As March Madness takes the forefront of many sports fans’ minds, here at Texas Lifestyle Magazine we still keep an eye out for local talent as well (and most of our brackets are completely thrown off now). While most of the world was focused on the Super Bowl in February, there was another football tournament taking place just just up the road.
Youth flag football teams from all over the county came together to compete in the NFL Flag Championship in San Francisco. With a total of 32 teams facing off for titles among their respective divisions, it just wouldn’t be a real competition without Texas on the turf. And sure enough, Texas football fans can rest easy because a group of very talented girls brought home the title. In the 13-14 Girls Division, the Steelers — who hail from the Austin area — worked hard to beat talented teams from across the country to become the 2015 NFL Flag Champions for the second year in a row.
This isn’t just some fluff league by any stretch of the imagination. For many of the people involed, it’s a community. For the Steerlers, it’s a family that’s been growing for more than a decade. Now into his seventh year of coaching, David Lapping has watched many of his players develop every step of the way.
“Normally what we do is start the kids young and watch them grow up,” he explained. “The team last year, where a lot of our players graduated — we had been coaching them since they were eight years old. So it’s kind of fun to see the kids grow up and go all the way to win the national championship. This year was a little bit different because we had players from all over the city, which is something we’ve not done before. But it worked out. We’ve got some good kids and good parents and a lot of great times.”

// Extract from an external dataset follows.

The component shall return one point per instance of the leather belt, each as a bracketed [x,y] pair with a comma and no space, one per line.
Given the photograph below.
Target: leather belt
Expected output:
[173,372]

It’s no secret that football is big in Texas, and these girls take it just a seriously as any high school team gearing up for Friday night. They knew that some of their toughest teams to beat were planning ahead for the faceoff and even studied tape on each other.
“We do. Everyone does,” he explained, in reference to studying game footage. “Once you get into the nationals tournament, everyone does. For a regional tournament, everyone’s out here to have fun. The regionals are still a little bit ‘let’s have some fun,’ and we’ve always done very well at those, but once you get to the nations though, everyone’s an amazing team. Everyone’s taking it seriously.”
Outside of competing for the championship, these girls stay active playing in local leagues facing off against coed teams and attending training camps to keep their heads in the game.
Jaedyn Sapinoro, who just finished her second year on the team, keeps a positive attitude when preparing for nationals.
“It’s a fun experiencing it, because it’s kind of showing that girls can really do stuff, and we get to meet new people and make bonds with your team members,” she explained. “You just play your hardest and beat some boys — show ‘em up.”
At a recent training camp, Sapinoro made her presence known and respected when she was the only girl in attendance.
“It kind of shocks them too because they’re like ‘why is this girls here?’ But then when they see you do the stuff you do they’re like, ‘oh wow she can actually do stuff.’”
Just like in the pros, these girls have had to work hard to get to the final showdown. Regular practices, learning plays and much more along the way, they’ve definitely put in just as much blood, sweat and tears as any boys team — so don’t count them out! Thier experience with the tournament was much like what you’d expect for NFL teams. They were flown out to San Francisco for a press day and all the festivities of the NFL’s Superbowl.
“There’s a huge crowd watching you. You just feel like you’re in the spotlight. It’s an experience you’ll never forget,” Sapinoro explained as she recalled her highlights of the championship. “Our player Dee Dee, she had a pick six, and we needed one extra point to win, but the first time we missed it, but there was a flag on the play. We had got half the distance to the goal and a repeat of play, and we caught it the second time and 7-6 was the final score.”
With two titles under her belt, Sapinoro is glad to see what hard work can achieve, and she hopes other girls are encouraged to push for their dreams as well.
“Work your hardest,” she said. “There’s no limitation to what you can do. I didn’t play on the Steelers, I’d always watch them and dream to play with them and then last year I got to achieve that and play with them and help win the nationals.”